I built a WordPress plugin called Bandwidth Saver. It takes the images your site already has and serves them through Cloudflare R2 and Workers, which means zero egress fees and extremely low storage cost. The goal is to make image delivery fast and cheap without adding any of the complexity of traditional optimization plugins.

The idea is simple. WordPress keeps generating images normally. The plugin rewrites the URLs on the frontend so images are served from a Cloudflare Worker. On the first request, the Worker fetches the original image and stores it in R2. After that, Cloudflare’s edge serves the image from its global cache with no egress charges. There’s no need to preload or sync anything, and if something fails, the original image loads. That’s the entire system.

I built this because most image CDN plugins try to do everything: compression, resizing, AI transforms, asset management, custom dashboards, and monthly fees. That’s useful for some users, but it’s unnecessary for most sites that just want their existing media to load faster without breaking the bank. Bandwidth Saver focuses only on delivery, not transformations. It’s intentionally minimal.

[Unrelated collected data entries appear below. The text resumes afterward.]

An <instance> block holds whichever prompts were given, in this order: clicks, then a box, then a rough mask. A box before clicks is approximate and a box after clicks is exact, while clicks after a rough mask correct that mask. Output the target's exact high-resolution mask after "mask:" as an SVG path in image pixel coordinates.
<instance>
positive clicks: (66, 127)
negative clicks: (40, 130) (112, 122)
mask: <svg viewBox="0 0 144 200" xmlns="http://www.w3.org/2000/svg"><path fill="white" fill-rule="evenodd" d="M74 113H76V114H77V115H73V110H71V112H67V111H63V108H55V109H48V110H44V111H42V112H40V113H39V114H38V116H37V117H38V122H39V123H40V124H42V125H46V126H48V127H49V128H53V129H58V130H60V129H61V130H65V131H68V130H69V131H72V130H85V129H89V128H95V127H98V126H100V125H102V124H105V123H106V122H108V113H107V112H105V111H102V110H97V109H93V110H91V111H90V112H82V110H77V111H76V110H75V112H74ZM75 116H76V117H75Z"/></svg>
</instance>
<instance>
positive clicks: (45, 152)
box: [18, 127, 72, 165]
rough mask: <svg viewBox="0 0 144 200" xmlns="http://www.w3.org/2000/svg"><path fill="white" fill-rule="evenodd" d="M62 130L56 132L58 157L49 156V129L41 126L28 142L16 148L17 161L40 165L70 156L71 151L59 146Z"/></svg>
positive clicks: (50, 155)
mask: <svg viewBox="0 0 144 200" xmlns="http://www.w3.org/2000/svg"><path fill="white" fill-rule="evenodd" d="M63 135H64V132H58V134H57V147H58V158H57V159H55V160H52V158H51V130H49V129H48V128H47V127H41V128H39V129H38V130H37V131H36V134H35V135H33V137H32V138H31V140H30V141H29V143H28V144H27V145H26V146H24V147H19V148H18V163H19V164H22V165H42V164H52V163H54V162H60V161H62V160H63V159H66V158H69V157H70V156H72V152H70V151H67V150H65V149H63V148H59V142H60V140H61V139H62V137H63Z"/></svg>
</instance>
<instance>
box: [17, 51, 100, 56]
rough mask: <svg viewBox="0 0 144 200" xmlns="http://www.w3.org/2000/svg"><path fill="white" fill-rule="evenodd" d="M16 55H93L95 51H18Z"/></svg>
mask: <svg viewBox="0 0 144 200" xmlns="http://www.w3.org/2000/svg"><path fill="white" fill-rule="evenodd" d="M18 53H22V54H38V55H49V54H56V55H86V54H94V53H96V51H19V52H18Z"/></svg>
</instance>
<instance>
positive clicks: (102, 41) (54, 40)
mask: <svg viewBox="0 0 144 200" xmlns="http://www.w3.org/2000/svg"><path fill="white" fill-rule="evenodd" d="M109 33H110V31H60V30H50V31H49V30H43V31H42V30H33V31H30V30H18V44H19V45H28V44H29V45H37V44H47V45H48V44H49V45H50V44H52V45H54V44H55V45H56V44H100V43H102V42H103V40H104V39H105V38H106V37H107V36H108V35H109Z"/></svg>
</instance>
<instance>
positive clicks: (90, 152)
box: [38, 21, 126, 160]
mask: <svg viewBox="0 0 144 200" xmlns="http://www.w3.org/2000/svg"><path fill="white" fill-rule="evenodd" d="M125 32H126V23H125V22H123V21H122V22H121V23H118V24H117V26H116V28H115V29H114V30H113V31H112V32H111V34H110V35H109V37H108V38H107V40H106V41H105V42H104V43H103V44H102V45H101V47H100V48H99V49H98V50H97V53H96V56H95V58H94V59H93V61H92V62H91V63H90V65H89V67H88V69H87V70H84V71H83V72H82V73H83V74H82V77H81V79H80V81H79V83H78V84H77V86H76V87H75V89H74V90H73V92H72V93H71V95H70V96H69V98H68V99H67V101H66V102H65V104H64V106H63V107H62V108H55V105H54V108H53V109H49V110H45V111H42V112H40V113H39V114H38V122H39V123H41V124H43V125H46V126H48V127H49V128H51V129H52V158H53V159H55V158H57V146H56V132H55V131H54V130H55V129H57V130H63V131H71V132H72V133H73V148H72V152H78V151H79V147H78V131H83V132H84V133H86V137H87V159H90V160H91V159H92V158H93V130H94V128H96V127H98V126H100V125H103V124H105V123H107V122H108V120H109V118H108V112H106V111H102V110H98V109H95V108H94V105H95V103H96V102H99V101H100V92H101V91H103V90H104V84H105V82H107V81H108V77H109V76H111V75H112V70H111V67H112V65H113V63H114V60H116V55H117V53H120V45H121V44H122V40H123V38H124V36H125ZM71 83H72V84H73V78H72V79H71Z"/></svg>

There are two ways to use it. The plugin is completely free if you want to run your own Cloudflare Worker. I included the Worker code and the steps needed to deploy it. If you don’t want to deal with any Cloudflare setup, there’s a managed option for $2.99 per month that uses my Worker and my R2 bucket. I’m trying to keep it accessible while also covering operational costs.

The plugin works with any theme or builder and doesn’t modify the database. It only rewrites URLs on output. WordPress remains the system of record for all media. R2 simply becomes a cheap, durable cache layer backed by Cloudflare’s edge.

I’m especially interested in feedback about the approach. Does the fetch-on-first-request model make sense? Is the pricing fair for a plugin of this scope? Should I prioritize allowing users to connect their own R2 buckets or the managed service? And for those with experience in edge compute or CDNs, I would love thoughts on how to improve the Worker or the rewrite strategy.

Thanks for reading, happy to answer any questions.